In 2002, Gray partnered with Sean Saulsbury, and grew the site to nearly two million readers. In 2003, a subscription model was introduced (Premier Pass) to limit certain data and features to subscribers. From 2002 to 2011, Box Office Mojo had forums, which had more than 16,500 registered users. On November 2, 2011, the forums were officially closed along with any user accounts and users were invited to join IMDb's message boards. The IMDb forums were closed on February 20, 2017.

===Acquisition by IMDb===
In July 2008, the company was purchased by Amazon.com through its subsidiary, IMDb and the Premier Pass features and content later became free. Starting from October 10, 2014, many traffic reports to the Box Office Mojo was redirected to IMDb's box office page, before returning the following day.

On October 23, 2019, Box Office Mojo unveiled a significant redesign resembling IMDb, and was rebranded as "Box Office Mojo by IMDbPro". The redesign was heavily criticized for being difficult to navigate and moving much of its content behind a paywall.

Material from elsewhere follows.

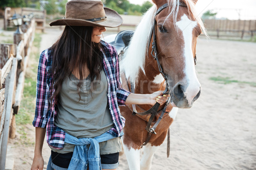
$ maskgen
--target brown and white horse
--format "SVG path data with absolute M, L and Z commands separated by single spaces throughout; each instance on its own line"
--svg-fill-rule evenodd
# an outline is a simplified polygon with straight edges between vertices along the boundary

Several features previously provided for free—such as box-office data for franchises, genres, actors, filmmakers, distributors, budgets and inflation-adjusted figures—were moved to IMDbPro, the subscription service of IMDb, thus returning back to the business model of a subscription based Premier Pass that boxofficemojo had in 2003-2009 . On March 31, 2020, though, certain features that were locked behind the paywall were freed. These include the brand, franchise and genre lists, which were put under an "Indices" section.